2. В то же время у нас есть невидимый английский переводчик, который переводит речь, то есть придает значение бессмысленному голосу в виде последовательного перевода. Этот механизм выдающийся и поразительный, он кажется буквально вездесущим: антрополог Юндзо Кавада, изучавший (политическую) роль голоса в различных обществах, например, рассказывает нам, что в племени моси в Буркина-Фасо шеф (король) всегда говорит непонятным низким голосом и нуждается в переводчике, который объясняет людям, что в действительности сказал шеф[244]
. Основным является то, чтобы шеф присутствовал как источник голоса, он должен издавать голос, чистый голос без значения, а его так называемый визир, некто вроде заместителя, берет на себя заботу о смысле. Этот прием, кажется, функционировал во многих обществах: Салазар изучил его применительно к Франции XVII века, обществу, в большой степени управляемому «культом голоса», как указывает название его книги (1995)[245]. Мы можем, как мы увидели, изолировать его на абсолютно другом уровне в библейской «первоначальной сцене», когда Моисей должен истолковать Божий глас, услышанный им на горе Синай, для людей, которые могли слышать лишь гром и трубу, в четком разделении между голосом и законом. Тот же прием приведен в действие в данной карикатуре: властитель как источник забавных слов бок о бок с невидимым переводчиком, отвечающим за значение.3. Однако весь интерес сцены заключается в том, что абсолютно ясно, что то, что говорит переводчик, не является верным переводом речи, но скорее ее трансформацией в нечто «политкорректное», адаптированное к ушам сторонних лиц. Очевидно, что для своих диктатор говорит что-то, что может быть доверено только голосу и не переносит перевода. Мы можем предположить, что он обещает им облегчение при помощи строгих законов, дающих «позволение убивать», присутствует обещание мародерства, грабежей, разбоев, оргий, обещание временной отмены закона – чего-то, что не может быть произнесено публично, – тогда как переводчик представляет вещь для ушей большого Другого, для исторической записи и, как следствие, минимизирует ее, придает ей логику, тщетно стараясь поместить ее в правильную перспективу. Таким образом, переводчику не требуется переводить забавные голоса для публики, которая прекрасно их понимает; он должен действовать как посредник для Другого, который отличается от аудитории посвященных. Парадокс сцены заключается в том факте, что у нас есть две версии, речь диктатора и ее перевод, но мы не понимаем первой, зная при этом, что вторая ложная. Мы, однако, прекрасно знаем, что происходит: несоответствие между двумя версиями обеспечивает четкое указание, именно в отражении их обеих появляется «объект диктатора». Отметим, что все здесь находится под знаком обмана настолько, что мы были убедительно предупреждены, что именно в этом и заключается суть вопроса.
4. Речь в начале – речь диктатора Хинкеля – затем получает отражение в финальной речи, произнесенной еврейским цирюльником, переодетым в Хинкеля, цирюльником, являющимся точной копией диктатора; принятый за него, он должен обратиться к массам в этой роли.
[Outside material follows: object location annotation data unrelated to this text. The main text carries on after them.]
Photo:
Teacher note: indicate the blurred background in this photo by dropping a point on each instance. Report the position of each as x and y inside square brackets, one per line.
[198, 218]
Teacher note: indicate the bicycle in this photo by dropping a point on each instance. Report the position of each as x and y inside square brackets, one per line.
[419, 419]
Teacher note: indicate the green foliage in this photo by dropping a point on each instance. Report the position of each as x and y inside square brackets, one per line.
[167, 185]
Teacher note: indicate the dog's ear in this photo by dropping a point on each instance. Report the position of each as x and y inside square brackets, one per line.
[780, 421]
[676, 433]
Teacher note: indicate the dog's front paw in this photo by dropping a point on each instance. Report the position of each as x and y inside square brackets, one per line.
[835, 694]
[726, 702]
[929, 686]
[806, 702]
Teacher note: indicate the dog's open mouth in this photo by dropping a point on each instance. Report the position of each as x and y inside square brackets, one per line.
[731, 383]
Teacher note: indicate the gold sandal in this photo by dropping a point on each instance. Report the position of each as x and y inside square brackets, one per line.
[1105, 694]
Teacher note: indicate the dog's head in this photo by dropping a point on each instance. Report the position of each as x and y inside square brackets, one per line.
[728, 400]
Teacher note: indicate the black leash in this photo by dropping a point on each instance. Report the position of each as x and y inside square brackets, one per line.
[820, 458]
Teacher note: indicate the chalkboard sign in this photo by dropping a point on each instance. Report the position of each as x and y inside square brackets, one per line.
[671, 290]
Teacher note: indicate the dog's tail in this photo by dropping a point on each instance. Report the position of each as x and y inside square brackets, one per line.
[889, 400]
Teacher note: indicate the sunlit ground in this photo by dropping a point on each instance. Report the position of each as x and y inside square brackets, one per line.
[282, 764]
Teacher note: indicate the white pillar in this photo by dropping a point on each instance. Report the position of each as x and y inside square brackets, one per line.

Его речь резко отличается от первоначальной, она предстает в энергичных словах, полных гуманизма, это призыв к человечности и братству. Хотя последняя ирония в том, что ответ масс кажется все тем же: они проявляют все тот же энтузиазм вопреки противоположному смыслу выражаемого. Это явление интригует, поскольку массы не знают, что речь идет не о настоящем Хинкеле, а о его еврейском двойнике, – следует ли это расценивать как бесконечную доверчивость масс, отданных на милость любой манипуляции? Помимо данного аспекта, финальная сцена проходит под сопровождение музыки из «Лоэнгрина», которая из всех возможных вещей представляет собой жест, лишь увеличивающий финальную двойственность. Может ли финальная сцена аннулировать, стереть, отменить задним числом, aufheben, действие первой, ремейком которой она является? Или же голос раздается за пределами предположительно гуманистических посланий, неотделим от них, угрожающе показывая что-то еще?